I didn’t figure out how to really help Jennifer, or figure out how to help anyone who, like her, has had an especially hard-knock life. Fortunately, there are people who do know how to help. A few weeks ago, I was contacted by one of them. Carolyn emailed me about a book written by a group of former street walkers who now live together in a communal home they call “Magdalene”. It seems Magdalene is both a community and a two-year residential recovery program located in Nashville. Women are brought in off the streets and over the course of a couple years given the support, love, and skills they need to escape from prostitution.
Magdalene is supported both by private contributions and through the work of Thistle Farms, which is a non-profit bath and body-care business run by the women themselves. They just began a blog that you can check out here.
The book Carolyn wanted to interest me in is called, Find Your Way Home: Words from the Street, Wisdom from the Heart. It’s a short book of about 120 pages, and the prose and layout make it easy to read. It is also the kind of book I hardly ever read. That is, a book intended to inspire. So, I really don’t know much to compare it with.
Almost the only other inspirational book I’ve read is a work by James Dobson — and Find Your Way Home is far superior to Dobson’s book. Dobson’s book was intended to push a political and social agenda under the guise of advising and inspiring people. Find Your Way Home, on the other hand, is not intended to hoodwink its audience or make fools of them. Nor is it censorious and condemning like Dobson’s book. Instead, it is very much accepting and non-judgmental. And, last, it does not seek to motivate the reader through fear, like Dobson’s book. Instead, this book asks for your empathy and compassion. For those and other reasons, Find Your Way Home strikes me as a remarkably better book than the only other inspirational book I can recall reading.
Having said that, I found the book fascinating for the insights it provided into the Magdalene community.
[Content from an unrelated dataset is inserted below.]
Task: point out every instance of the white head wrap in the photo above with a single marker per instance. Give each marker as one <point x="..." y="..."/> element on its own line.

Judging from the book, the community seems founded on two pillars very important to it: God and love.
The god, in this case, does not seem to be the petty — and perhaps dead — god of fundamentalism, but a somewhat greater god, one given to a radical acceptance and love for her creatures. And the women of Magdalene seem to practice what their god preaches:
I have not been a perfect person in Magdalene. After a relapse I was welcomed back into the Magdalene circle. I was not as forgiving to myself as others were to me. People accepted me without judgment and it overwhelmed me. It was the first time in my life I felt unconditional love. All that is expected of me is to do what is right for me. Sisterhood is welcoming no matter what (p.93).
The book is full of similar testaments to the love the women have for each other. It might seem the community is well named, then, after Mary Magdalene who is the woman once identified by the Catholic Church as a prostitute, and by a Gnostic gospel as the favorite and most beloved disciple of Jesus.
All in all, I think Find Your Way Home will deeply interest and inspire anyone wishing to help someone who’s had an exceptionally hard-knock life. I’m personally glad I read it.